African Photography: Documentary, Part 7

Publié dans Photography

Over the past decade, several African photographers has challenged stereotypes of Africa with a different take on the continent’s subcultures. They travel across the continent to capture the story of various African communities, from South African township residents to Nigerian playful filmmakers to Ghanaian wild-honey collectors. Through their work, they show the uncounted facets of everyday life and the uninhibited emotions of their subjects.

Uche James-Iroha

James Iroha Uchechukwu was born in 1972 in Enugu, Nigeria. He studied sculpture at the University of Port Harcourt in Nigeria and graduated in 1995. A year later, he continued study in photography that is now is current profession. He cofounded Depth of Field (DOF), a collective of photographers and painters working to promote photography and to improve the perception of photographers and their art in Nigeria. In his diverse work, Uche fuses the creative language of imagery with the documentation of everyday reality while addressing wide-ranging issues from economic imperialism to the brutal relationships, which exist between races, social class and gender. Uche’s approach is largely construction and deconstruction of the visual plane: trying to find the relationship and the workability between two- and three-dimensional designs. His series of photos Fire, Flesh and Blood (2004) got the public’s attention because of its documentary character as well as its artistic mix of colorful and smokey close-ups. In 2005, he received a price on the African Photography Encounters in Mali for his work.

Looking Upwards by Uche James-Iroha

Emeka Okereke

Emeka Okereke, born in 1980 in Nigeria, is a visual artist and writer who lives and works between Paris, Berlin, and Lagos. He was exposed to photography in 2001 while he was a member of the Nigerian photography collective, Depth of Field (DOF). In 2008, he received his MA in Multimedia from the National Superior School of Fine Arts of Paris. Presently, his works oscillate between diverse mediums. He employs mainly photography, video, poetry and performative interventions in the exploration of the central theme of “borders”. His works grapple with the questions of exchange and coexistence in the context of various social-cultural confluences. Another aspect of his practice lies in project organizing: coordinating artistic interventions, which promote exchanges cutting across indigenous and international platforms. He is the Founder and Artistic Director of “Invisible Borders: The Trans-African Project”, an annual photographic project that assembles up to ten artists from Africa to embark on a creative journey by road, across national borders in Africa and recently extending to Europe.

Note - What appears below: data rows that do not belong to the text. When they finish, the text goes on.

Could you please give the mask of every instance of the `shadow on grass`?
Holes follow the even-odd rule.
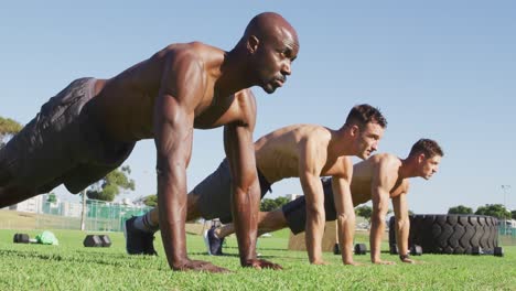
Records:
[[[30,260],[63,261],[73,263],[98,263],[115,267],[138,265],[141,258],[154,259],[152,256],[129,256],[126,254],[107,254],[103,251],[77,250],[73,255],[41,254],[36,250],[0,250],[0,257],[14,257]],[[135,258],[133,258],[135,257]],[[133,263],[132,263],[133,262]]]

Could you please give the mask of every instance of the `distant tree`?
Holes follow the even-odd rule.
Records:
[[[271,212],[276,208],[281,207],[283,204],[287,204],[289,202],[290,200],[284,196],[277,197],[273,200],[270,200],[270,198],[261,200],[260,212]]]
[[[155,194],[144,196],[142,201],[143,201],[143,204],[146,204],[147,206],[150,206],[150,207],[158,206],[158,195]]]
[[[55,203],[55,202],[57,202],[57,196],[55,196],[55,194],[53,192],[51,192],[49,194],[49,196],[46,196],[46,202],[47,203]]]
[[[473,214],[473,208],[464,205],[453,206],[448,209],[448,214]]]
[[[0,116],[0,148],[3,147],[6,141],[12,138],[13,134],[20,132],[23,126],[18,121],[10,118],[3,118]]]
[[[502,204],[486,204],[485,206],[480,206],[475,214],[494,216],[498,219],[508,219],[510,217],[510,212]]]
[[[135,190],[135,180],[128,177],[130,173],[129,165],[116,169],[93,184],[86,191],[86,195],[90,200],[111,202],[122,190]]]

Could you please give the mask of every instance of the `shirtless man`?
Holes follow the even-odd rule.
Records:
[[[278,129],[255,142],[256,165],[261,196],[270,185],[287,177],[299,177],[308,203],[307,248],[311,263],[321,265],[324,233],[324,193],[320,176],[333,177],[335,208],[338,213],[341,241],[345,246],[343,260],[353,265],[355,212],[350,193],[353,164],[348,155],[366,159],[377,149],[387,121],[369,105],[353,107],[345,125],[338,130],[321,126],[294,125]],[[227,161],[198,184],[187,198],[187,219],[204,217],[232,220],[229,211],[230,172]],[[333,197],[332,197],[333,201]],[[303,229],[305,228],[303,225]],[[127,222],[129,254],[153,254],[152,235],[158,230],[158,211]]]
[[[353,206],[373,200],[369,236],[372,262],[394,263],[391,261],[384,261],[380,258],[380,244],[385,231],[385,217],[388,211],[389,197],[393,200],[397,222],[396,236],[399,239],[396,241],[398,241],[398,249],[400,250],[400,260],[402,262],[413,262],[408,256],[410,225],[407,194],[409,177],[421,176],[429,180],[438,171],[443,155],[442,149],[436,141],[420,139],[412,146],[409,155],[405,160],[394,154],[378,153],[353,165],[353,179],[351,183]],[[332,179],[322,181],[326,222],[335,220],[337,217],[331,184]],[[284,227],[289,227],[293,234],[304,231],[304,222],[308,219],[305,205],[308,205],[308,201],[304,196],[301,196],[283,205],[281,208],[269,213],[260,213],[258,233],[275,231]],[[225,236],[233,234],[233,229],[232,224],[217,228],[215,229],[216,237],[223,239]],[[310,239],[309,236],[307,236],[308,239]]]
[[[256,100],[248,88],[271,94],[281,87],[298,51],[295,30],[266,12],[249,22],[229,52],[201,42],[171,44],[110,79],[74,80],[1,149],[0,208],[60,184],[78,193],[118,168],[138,140],[154,139],[159,219],[170,267],[225,271],[189,259],[184,229],[193,129],[225,126],[241,266],[279,268],[256,258]]]

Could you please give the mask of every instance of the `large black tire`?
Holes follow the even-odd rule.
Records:
[[[409,247],[423,254],[471,254],[473,247],[493,251],[498,246],[498,219],[483,215],[410,215]],[[396,244],[395,217],[389,220],[389,245]]]

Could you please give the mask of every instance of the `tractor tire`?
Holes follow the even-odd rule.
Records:
[[[494,251],[498,246],[498,219],[483,215],[410,215],[409,248],[423,254],[471,254],[473,247]],[[396,244],[395,217],[389,220],[389,245]]]

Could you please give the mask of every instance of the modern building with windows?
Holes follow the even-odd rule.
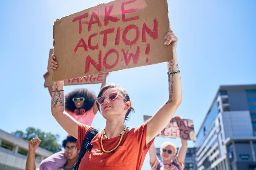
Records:
[[[0,130],[0,170],[25,169],[29,142]],[[35,165],[53,153],[41,147],[35,151]]]
[[[199,170],[256,168],[256,84],[221,86],[197,137]]]
[[[160,160],[160,148],[157,148],[157,154]],[[177,148],[177,152],[179,148]],[[195,147],[188,147],[187,151],[186,157],[184,161],[185,163],[185,168],[184,170],[196,170],[196,148]]]

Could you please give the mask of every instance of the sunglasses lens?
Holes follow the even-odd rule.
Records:
[[[115,92],[113,93],[111,93],[111,94],[109,94],[109,99],[112,100],[114,100],[116,99],[116,98],[117,95],[117,92]]]
[[[83,100],[84,100],[84,98],[79,98],[79,100],[80,101],[80,102],[83,102]]]
[[[97,99],[97,102],[98,102],[98,103],[101,104],[104,103],[104,100],[105,99],[105,98],[104,97],[101,97]]]

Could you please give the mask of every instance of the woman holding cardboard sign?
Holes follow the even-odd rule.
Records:
[[[155,137],[163,129],[181,102],[181,85],[177,67],[176,48],[177,39],[170,31],[165,37],[165,45],[172,46],[173,60],[168,63],[169,94],[167,102],[153,116],[137,127],[129,130],[124,120],[133,108],[127,92],[115,84],[105,86],[96,99],[100,112],[106,119],[105,129],[91,142],[93,145],[82,158],[79,169],[140,169],[147,153]],[[57,67],[56,57],[50,59],[51,69]],[[93,128],[79,123],[65,111],[63,82],[54,82],[52,114],[68,133],[78,139],[81,148],[84,137]]]
[[[176,120],[181,120],[180,117],[174,117]],[[160,148],[160,161],[157,155],[157,150],[154,143],[149,149],[150,163],[152,170],[183,170],[185,168],[184,160],[188,149],[188,143],[185,140],[181,139],[181,146],[175,158],[177,149],[172,142],[166,142],[162,145]]]
[[[106,73],[106,77],[109,73]],[[45,79],[49,76],[48,72],[44,75]],[[105,86],[106,79],[102,83],[101,88]],[[53,87],[48,87],[51,96]],[[65,96],[65,111],[78,122],[91,126],[95,115],[98,111],[96,103],[96,96],[87,88],[76,89]],[[59,169],[67,161],[64,151],[60,151],[43,160],[40,165],[41,170]]]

Veiled Stare by Emeka Okereke

Pierre Crocquet

Pierre Crocquet de Rosemond was born in 1971 in Cape Town, South Africa. He grew up in Klerksdorp, a conservative farming and mining town. He graduated in Finance at the University of Cape Town in 1991, and moved to London where he worked as a chartered accountant for seven years. Then, he left the Finance sector to study Photography at the London College of Printing in 2000, after which he returned to South Africa. Crocquet’s early works depicted the dramatic changes of a post-apartheid society, where division was still evident. In the series Enter Exit (2008), he captured the realities of a small, isolated, and multi-racial community, whose daily lives have not escaped the effects of the sociopolitical developments in South Africa. Crocquet also reflected on harsh subjects such as childhood wounds. In his series Pinky Promise (2011), he managed to present the stories of victims and perpetrators of sexual abuse with great sensitivity.

James, Pinky Promise by Pierre Crocquet

Pieter Hugo

Pieter Hugo was born in 1976 in Johannesburg, South Africa. He first began to work in the Cape Town film industry, before embarking on a career in art photography. Blurring the boundaries between documentary and fiction, his portraits can be read as a comment on identity, belonging, and self-expression in post-colonial Africa. One of his most widely known photographic series, The Hyena & Other Men (2007), consists of portraits of men in Nigeria who keep tamed hyenas, rock pythons, and baboons. Hugo’s extraordinary portraits of their liminal existence reveal a world of complex, codependent relationships, where familiar distinctions between dominance and submission, wildness and domesticity, tradition and modernity are constantly subverted. In Nollywood (2009), Hugo explores the multilayered reality of the Nigerian film industry including its local stars. Unable to photograph on actual film sets, he assembled a team of actors and assistants to recreate the stereotypical myths and symbols that characterise Nollywood productions. Hugo’s work is held in the collections of several museums and is critically acclaimed around the world.